According to the statement, as trusted partners, both sides agreed to continue regular consultations on macroeconomic, financial, and monetary issues.

The State Bank of Vietnam and the US Department of Treasury reaffirmed their commitment to fully fulfill their obligations under the Charter of the International Monetary Fund (IMF), including not manipulating exchange rates or the international monetary system to prevent balance of payments adjustments or create unfair competitive advantages in international trade.

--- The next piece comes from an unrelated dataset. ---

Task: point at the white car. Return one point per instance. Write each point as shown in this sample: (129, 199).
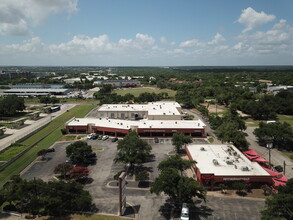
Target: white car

Both sides also agreed that macroeconomic measures or capital controls should not be used to influence exchange rates for competitive purposes. Government investment instruments, including pension funds or overseas investments aimed at seeking returns and diversifying the investment portfolio, are not to be deployed with the goal of influencing the exchange rate.

The joint statement says intervention in the foreign exchange market is an appropriate tool in some cases to respond to upward or downward pressures on the currency, contributing to limiting excessive exchange rate volatility and maintaining macroeconomic stability in developing the financial market.

Both sides emphasized the importance of enhancing transparency in exchange rate policy and operations. The State Bank of Vietnam commits to publishing annual net foreign exchange purchases (including spot and forward transactions) with a three-month delay, starting in 2027.

The State Bank of Vietnam will publish foreign exchange reserves and forward positions according to the IMF's International Reserves and Foreign Exchange Liquidity Data Form from 2027.